Takeaway: LMT's $4.4B cash acquisition of AJRD mimics NOC's 2018 purchase of Orbital ATK and should produce similar cost/pricing advantages.

On Sunday, Lockheed Martin (LMT) ($356.03) announced the acquisition of Aerojet Rocketdyne (AJRD) ($42.04) in an all cash deal worth $4.4B at a net share price of $51. The deal should close in late 2021.

The deal is the first large move by Lockheed CEO James Taiclet since taking over this past summer and seems to validate predictions of the company entering a period of expansion and diversification. 

Aerojet Rocketdyne

  • Aerojet and Rocketdyne have been premier American rocket and missile engine manufacturers for decades, providing the engines for the Apollo spacecraft, the Saturn V moon rocket and the Space Shuttle.  The Saturn V F-1 engine still remains the largest single-chamber liquid-fueled rocket engine ever made.   
  • AJRD's current space programs include the National Security Space Launch program (formerly EELV), NASA's Space Launch System essential to getting back to the moon and on to Mars, Boeing's (BA) CST-100 Starliner (Space X competitor) and electrical and chemical propulsion systems for a multitude of satellites. 
  • AJRD's current defense programs include components on LMT's THAAD missile defense system, the Navy's Standard Missile, Northrop's Ground Based Strategic Deterrent (ICBM replacement), Raytheon's Tomahawk missile and Lockheed's hypersonic missile (ARRW = Air Launched Rapid Response Weapon). 
  • 96% of AJRD's $2B net sales in 2020 are directly or indirectly to the US Government. Lockheed is AJRD's largest customer with a 34% share of net sales, followed by NASA at 22% and Raytheon (RTX) at 16%. 
  • As of 30 September, AJRD's net income for 2020 is running at 6.7% of $1.5B in net sales with free cash flow of $108M, compared to $80M for the same period in 2019.

Assessment  

  • Lockheed's move looks a lot like Northrop Grumman's (NOC) acquisition of Orbital ATK in 2018.  At the time of that purchase Orbital ATK had a solid tradition in the building of spacecraft, rocket engines and solid fuel boosters and was essentially the only traditional alternative to AJRD.  Orbital was about 2.5X in revenues compared to AJRD today.  The approval of the merger by the FTC required that NOC install a firewall with the solid booster business during the Ground-Based Strategic Deterrent (ICBM replacement) competition so that Boeing could access Orbital as a supplier.
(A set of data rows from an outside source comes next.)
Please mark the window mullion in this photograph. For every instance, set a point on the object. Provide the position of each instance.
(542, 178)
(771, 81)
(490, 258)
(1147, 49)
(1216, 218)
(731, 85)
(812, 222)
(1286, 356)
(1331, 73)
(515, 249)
Nevertheless, Boeing saw its position as untenable and withdrew from the competition leaving NOC as the sole bidder for the $80B program. 
  • If approved, the acquisition will greatly improve Lockheed's vertical integration in space and missile systems.  Lockheed has the dominant position within DoD in the race to develop hypersonic weapons as well as in the long range air and ground weapons programs essential to any conflict with China.  Raytheon is its main competitor in these tactical and operational missiles whether from aircraft, ships or the ground.  We agree with Boeing's assertion that owning one of the main suppliers in a very narrow sector is a huge advantage over outsiders and provides advantages, e.g., integration, to other sectors within the company.  Lockheed would reap this benefit over Raytheon.
  • The approval process for this acquisition will provide one of the first insights into the Biden Administration's policy on consolidation within the defense/aerospace industry.  There is no question that DoD will continue to want to maintain the ability to compete the cost-driving and essential components of its future weapons. Lockheed will undoubtedly argue that bringing AJRD into its large family will in fact improve its ability to compete with Northrop, Blue Origin and Space X.